Although the house itself is not historic, it is on historic land, which the owner was well aware of when she purchased the house. According to Stevens, on her first visit, “she walked to the end of the property and laid yellow flowers to honor the people who were there before her.”
Finding your home
The story bug is contagious, and many Alexandria residents are becoming experts in local history. Learning about the background of a neighbor’s home may inspire some to delve into the roots of their own home.
While Stevens has used her professional expertise to investigate the houses on the tour, she encourages everyone to do their own digs.

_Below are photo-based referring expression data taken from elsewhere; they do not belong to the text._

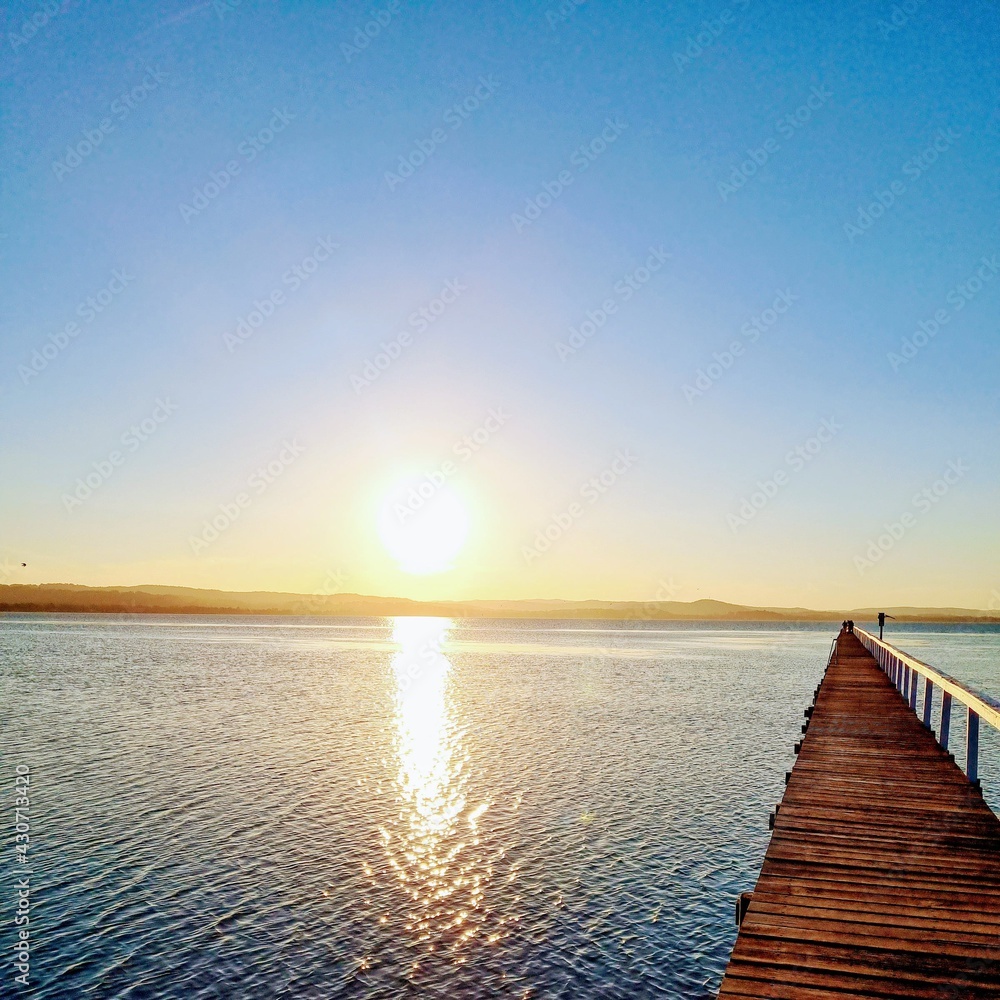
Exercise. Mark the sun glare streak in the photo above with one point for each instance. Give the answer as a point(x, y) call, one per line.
point(436, 846)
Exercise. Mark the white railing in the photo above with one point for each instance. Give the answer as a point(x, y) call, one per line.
point(905, 670)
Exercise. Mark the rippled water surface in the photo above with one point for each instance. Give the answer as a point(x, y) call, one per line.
point(264, 807)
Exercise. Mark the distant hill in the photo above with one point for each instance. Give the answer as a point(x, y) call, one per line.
point(62, 597)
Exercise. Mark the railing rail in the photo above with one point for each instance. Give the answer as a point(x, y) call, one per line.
point(905, 670)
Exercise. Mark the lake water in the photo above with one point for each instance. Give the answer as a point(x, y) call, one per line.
point(274, 807)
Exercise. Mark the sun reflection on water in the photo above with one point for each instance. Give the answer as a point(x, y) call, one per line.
point(435, 846)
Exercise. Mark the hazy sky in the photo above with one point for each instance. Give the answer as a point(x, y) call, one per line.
point(542, 227)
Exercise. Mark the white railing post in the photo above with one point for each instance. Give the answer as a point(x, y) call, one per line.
point(972, 747)
point(905, 670)
point(945, 719)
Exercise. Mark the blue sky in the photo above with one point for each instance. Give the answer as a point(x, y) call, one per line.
point(708, 165)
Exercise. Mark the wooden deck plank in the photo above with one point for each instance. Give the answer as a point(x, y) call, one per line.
point(882, 878)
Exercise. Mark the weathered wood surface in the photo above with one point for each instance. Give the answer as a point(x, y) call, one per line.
point(882, 878)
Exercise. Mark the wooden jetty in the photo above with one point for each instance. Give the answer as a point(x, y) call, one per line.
point(882, 878)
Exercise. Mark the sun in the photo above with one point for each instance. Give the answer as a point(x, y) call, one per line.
point(423, 526)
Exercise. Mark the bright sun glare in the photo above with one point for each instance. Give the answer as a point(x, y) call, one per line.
point(423, 528)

She recommends starting in the Special Collections Room of the Barrett Branch of the Alexandria Library, where she did much of her own research.
“Office staff are very willing to help and show you how to navigate online files, books and microfilm,” Stevens said. “It’s actually fun and you find yourself feeling a connection to the people who lived in the houses a century or more ago.”

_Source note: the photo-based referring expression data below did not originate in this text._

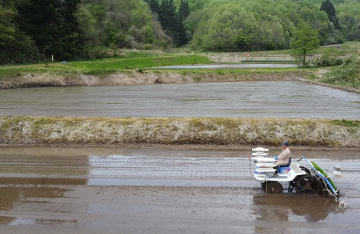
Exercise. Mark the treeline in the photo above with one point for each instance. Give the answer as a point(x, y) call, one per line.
point(243, 25)
point(34, 30)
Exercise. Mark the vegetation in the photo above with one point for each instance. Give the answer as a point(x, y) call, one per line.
point(34, 30)
point(304, 41)
point(347, 74)
point(217, 131)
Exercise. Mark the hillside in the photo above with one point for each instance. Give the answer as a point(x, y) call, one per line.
point(34, 30)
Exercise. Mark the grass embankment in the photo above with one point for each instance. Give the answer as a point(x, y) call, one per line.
point(217, 131)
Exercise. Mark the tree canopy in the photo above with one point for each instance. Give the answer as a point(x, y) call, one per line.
point(33, 30)
point(305, 40)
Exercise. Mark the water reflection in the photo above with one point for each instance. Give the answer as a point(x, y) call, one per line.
point(292, 207)
point(34, 197)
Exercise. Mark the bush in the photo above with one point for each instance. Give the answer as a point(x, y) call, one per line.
point(346, 74)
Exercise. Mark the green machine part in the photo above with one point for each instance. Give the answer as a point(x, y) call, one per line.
point(323, 172)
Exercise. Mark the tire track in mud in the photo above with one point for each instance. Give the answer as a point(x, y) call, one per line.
point(204, 191)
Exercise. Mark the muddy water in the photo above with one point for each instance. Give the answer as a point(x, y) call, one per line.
point(242, 99)
point(163, 190)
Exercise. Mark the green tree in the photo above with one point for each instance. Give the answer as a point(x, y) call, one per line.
point(329, 8)
point(52, 25)
point(304, 41)
point(184, 10)
point(15, 47)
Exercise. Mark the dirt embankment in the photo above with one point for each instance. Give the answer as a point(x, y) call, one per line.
point(146, 77)
point(206, 131)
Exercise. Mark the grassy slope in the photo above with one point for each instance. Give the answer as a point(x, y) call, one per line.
point(217, 131)
point(139, 60)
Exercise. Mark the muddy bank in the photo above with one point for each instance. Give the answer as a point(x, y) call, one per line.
point(205, 131)
point(51, 79)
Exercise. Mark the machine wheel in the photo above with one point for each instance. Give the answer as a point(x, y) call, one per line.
point(305, 169)
point(307, 184)
point(274, 187)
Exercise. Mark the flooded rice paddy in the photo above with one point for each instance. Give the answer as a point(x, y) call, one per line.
point(275, 99)
point(164, 190)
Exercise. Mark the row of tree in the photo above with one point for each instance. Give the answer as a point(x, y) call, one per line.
point(33, 30)
point(170, 19)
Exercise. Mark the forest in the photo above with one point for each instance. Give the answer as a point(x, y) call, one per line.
point(34, 30)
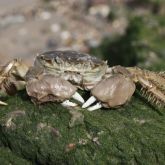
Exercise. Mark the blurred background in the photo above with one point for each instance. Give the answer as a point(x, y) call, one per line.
point(125, 32)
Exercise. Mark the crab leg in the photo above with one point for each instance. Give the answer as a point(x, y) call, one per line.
point(90, 101)
point(78, 97)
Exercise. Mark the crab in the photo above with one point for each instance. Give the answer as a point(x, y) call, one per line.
point(57, 76)
point(12, 78)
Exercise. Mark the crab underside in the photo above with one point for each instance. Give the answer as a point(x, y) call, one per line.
point(56, 76)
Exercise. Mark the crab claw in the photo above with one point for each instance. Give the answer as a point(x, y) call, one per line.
point(95, 107)
point(89, 102)
point(51, 88)
point(3, 103)
point(111, 92)
point(68, 103)
point(78, 97)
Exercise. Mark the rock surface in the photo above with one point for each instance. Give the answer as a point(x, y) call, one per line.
point(132, 134)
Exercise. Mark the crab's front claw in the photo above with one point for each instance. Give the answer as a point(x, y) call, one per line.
point(48, 88)
point(111, 92)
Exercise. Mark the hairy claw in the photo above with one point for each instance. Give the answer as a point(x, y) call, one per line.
point(78, 97)
point(89, 102)
point(95, 107)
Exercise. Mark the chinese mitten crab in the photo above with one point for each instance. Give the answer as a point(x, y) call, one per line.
point(56, 76)
point(12, 78)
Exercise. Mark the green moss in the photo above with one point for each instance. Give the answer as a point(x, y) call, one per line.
point(7, 157)
point(132, 134)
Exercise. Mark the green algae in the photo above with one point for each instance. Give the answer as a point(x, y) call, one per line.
point(132, 134)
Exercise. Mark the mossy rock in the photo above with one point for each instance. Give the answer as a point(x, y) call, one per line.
point(8, 157)
point(132, 134)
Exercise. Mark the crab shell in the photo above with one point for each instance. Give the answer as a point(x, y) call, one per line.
point(49, 88)
point(82, 70)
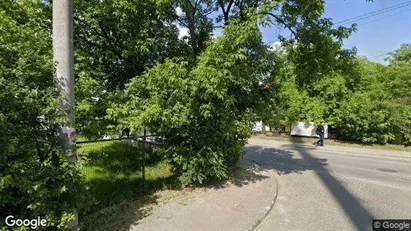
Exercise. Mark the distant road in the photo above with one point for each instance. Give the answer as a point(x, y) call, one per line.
point(334, 188)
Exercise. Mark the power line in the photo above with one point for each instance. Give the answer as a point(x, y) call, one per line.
point(391, 15)
point(374, 13)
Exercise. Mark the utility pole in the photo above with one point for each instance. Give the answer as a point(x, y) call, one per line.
point(64, 71)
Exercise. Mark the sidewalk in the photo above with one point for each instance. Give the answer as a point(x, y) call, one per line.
point(239, 204)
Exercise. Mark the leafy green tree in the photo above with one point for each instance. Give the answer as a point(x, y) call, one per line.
point(36, 178)
point(116, 40)
point(204, 112)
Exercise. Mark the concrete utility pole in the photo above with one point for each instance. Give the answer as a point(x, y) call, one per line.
point(64, 70)
point(63, 58)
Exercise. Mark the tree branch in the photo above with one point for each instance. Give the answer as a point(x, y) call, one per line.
point(284, 23)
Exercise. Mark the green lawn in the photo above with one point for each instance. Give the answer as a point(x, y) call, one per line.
point(113, 173)
point(331, 142)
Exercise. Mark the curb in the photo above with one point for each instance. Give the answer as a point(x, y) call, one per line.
point(270, 207)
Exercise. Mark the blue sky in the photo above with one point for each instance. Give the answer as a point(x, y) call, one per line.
point(378, 34)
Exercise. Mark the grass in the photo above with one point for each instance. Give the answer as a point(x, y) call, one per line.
point(334, 142)
point(113, 173)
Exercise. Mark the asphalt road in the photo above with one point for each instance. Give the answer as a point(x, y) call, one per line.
point(334, 188)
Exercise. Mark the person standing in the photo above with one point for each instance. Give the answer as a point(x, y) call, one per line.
point(320, 133)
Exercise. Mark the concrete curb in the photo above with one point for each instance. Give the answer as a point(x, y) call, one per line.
point(269, 207)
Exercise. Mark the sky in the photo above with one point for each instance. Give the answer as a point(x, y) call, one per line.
point(378, 33)
point(381, 30)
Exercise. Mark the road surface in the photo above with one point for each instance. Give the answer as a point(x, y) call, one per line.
point(334, 188)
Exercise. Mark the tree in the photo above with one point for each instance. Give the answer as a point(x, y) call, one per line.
point(116, 40)
point(36, 179)
point(204, 112)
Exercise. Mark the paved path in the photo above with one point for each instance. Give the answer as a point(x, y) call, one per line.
point(334, 188)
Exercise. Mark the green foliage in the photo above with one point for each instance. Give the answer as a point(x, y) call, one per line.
point(116, 40)
point(35, 176)
point(204, 112)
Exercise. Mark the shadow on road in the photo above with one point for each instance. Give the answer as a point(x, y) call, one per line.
point(285, 161)
point(281, 160)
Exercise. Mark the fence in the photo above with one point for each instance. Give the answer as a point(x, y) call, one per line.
point(115, 169)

Alexandria is known for its cobblestone streets, brick sidewalks, waterfront views, and historic homes, from stately 19th-century Victorians to funky turn-of-the-century craftsmen. Ultimately, the home tour is a way for residents of Alexandria to celebrate the efforts they have made to maintain such a beautiful and welcoming hometown.
“When people care about their homes and their neighbors, a region thrives,” Stevens said. “The interiors of the houses may change, but retaining the character of the exterior of the house brings a particular consistency and quality to Alexandria.”